I have a good grasp of all different definitions/interpretations of adjoint functors, but still do not know have to interpret the left or right adjoint of a give functor, when it exist. It would be a easy to explain my question through an example.

For a particular example consider the inclusion of groupoids into small categories: $$\mathcal{F}:\mathcal{Grpd}\hookrightarrow\mathcal{Cat}.$$ According to wikipedia, this functor has left adjoint $\mathcal{L}$ which freely invert all existing morphisms of a category. Also it has a right adjoint $\mathcal{R}$ which extract the (maximal) subcategory of all isomorphisms, called "core groupoid" of a category. In some scene this bi-adjunction align with the free-forgetful philosophy.
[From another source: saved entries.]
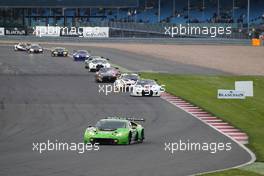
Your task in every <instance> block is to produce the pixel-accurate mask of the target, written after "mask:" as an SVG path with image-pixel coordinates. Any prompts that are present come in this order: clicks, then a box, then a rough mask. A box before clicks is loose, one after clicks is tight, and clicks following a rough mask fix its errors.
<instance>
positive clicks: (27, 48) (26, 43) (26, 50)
mask: <svg viewBox="0 0 264 176" xmlns="http://www.w3.org/2000/svg"><path fill="white" fill-rule="evenodd" d="M29 48H30V44H29V43H18V44H16V45H14V50H15V51H27V50H28V49H29Z"/></svg>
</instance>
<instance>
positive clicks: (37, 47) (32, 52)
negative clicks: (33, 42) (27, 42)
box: [28, 44, 43, 53]
mask: <svg viewBox="0 0 264 176" xmlns="http://www.w3.org/2000/svg"><path fill="white" fill-rule="evenodd" d="M28 52H29V53H43V48H42V47H41V46H39V45H38V44H32V45H31V46H30V47H29V49H28Z"/></svg>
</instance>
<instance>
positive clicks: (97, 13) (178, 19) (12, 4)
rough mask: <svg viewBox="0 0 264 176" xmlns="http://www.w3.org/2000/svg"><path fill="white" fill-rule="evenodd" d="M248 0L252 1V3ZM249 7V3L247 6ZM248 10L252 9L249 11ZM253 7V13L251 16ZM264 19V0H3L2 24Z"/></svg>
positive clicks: (113, 27) (202, 21)
mask: <svg viewBox="0 0 264 176" xmlns="http://www.w3.org/2000/svg"><path fill="white" fill-rule="evenodd" d="M248 2H250V3H249V5H250V6H248ZM248 7H249V8H248ZM248 10H249V11H248ZM248 12H249V16H248ZM187 23H200V24H207V25H211V24H217V23H221V24H222V23H225V24H232V25H233V26H236V28H237V30H244V28H247V27H250V26H251V27H254V28H256V26H257V27H258V26H261V25H263V24H264V1H263V0H109V1H105V0H76V1H71V0H34V1H33V0H24V1H19V0H13V1H9V0H1V2H0V26H2V27H34V26H37V25H48V24H49V25H53V26H54V25H58V26H109V27H111V28H113V29H124V30H134V31H135V30H136V31H138V32H141V31H149V32H152V33H159V32H160V31H161V30H162V29H164V25H168V24H169V25H174V24H187Z"/></svg>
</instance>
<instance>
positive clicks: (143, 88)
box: [130, 79, 165, 97]
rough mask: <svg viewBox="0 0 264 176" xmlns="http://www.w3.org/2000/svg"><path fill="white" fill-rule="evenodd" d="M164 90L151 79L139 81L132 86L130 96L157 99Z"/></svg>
mask: <svg viewBox="0 0 264 176" xmlns="http://www.w3.org/2000/svg"><path fill="white" fill-rule="evenodd" d="M164 91H165V89H164V88H163V86H161V85H158V84H157V83H156V81H154V80H151V79H141V80H138V81H137V82H136V84H135V85H133V86H132V91H131V94H130V95H131V96H157V97H159V96H160V95H161V93H162V92H164Z"/></svg>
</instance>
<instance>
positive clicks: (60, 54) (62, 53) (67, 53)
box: [51, 47, 69, 57]
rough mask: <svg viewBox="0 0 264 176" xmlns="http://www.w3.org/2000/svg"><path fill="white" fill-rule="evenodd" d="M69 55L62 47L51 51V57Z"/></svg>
mask: <svg viewBox="0 0 264 176" xmlns="http://www.w3.org/2000/svg"><path fill="white" fill-rule="evenodd" d="M68 54H69V52H68V50H67V49H65V48H61V47H57V48H54V49H53V50H52V51H51V56H53V57H55V56H63V57H67V56H68Z"/></svg>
Also we can compute these adjoint functors explicitly as pointwise Kan extensions, then $$\mathcal{L}(\mathcal{C})=\text{Ran}_{\mathcal{F}}(\text{id}_{\mathcal{Grpd}})(\mathcal{C})=\lim(\mathcal{C}\downarrow\mathcal{F}\xrightarrow{\Pi_{\mathcal{C}}}\mathcal{Grpd}\xrightarrow{\mathcal{F}}\mathcal{Cat}).$$ But I don't understand how to interpret this "(co)limit" expression as a localization process and same for the right adjoint $\mathcal{R}.$ Can we derive it from this formula? If not, how can we see it?

In general, If we know some adjoint of a given functor exist, what is the process to understand it's effect/outcome?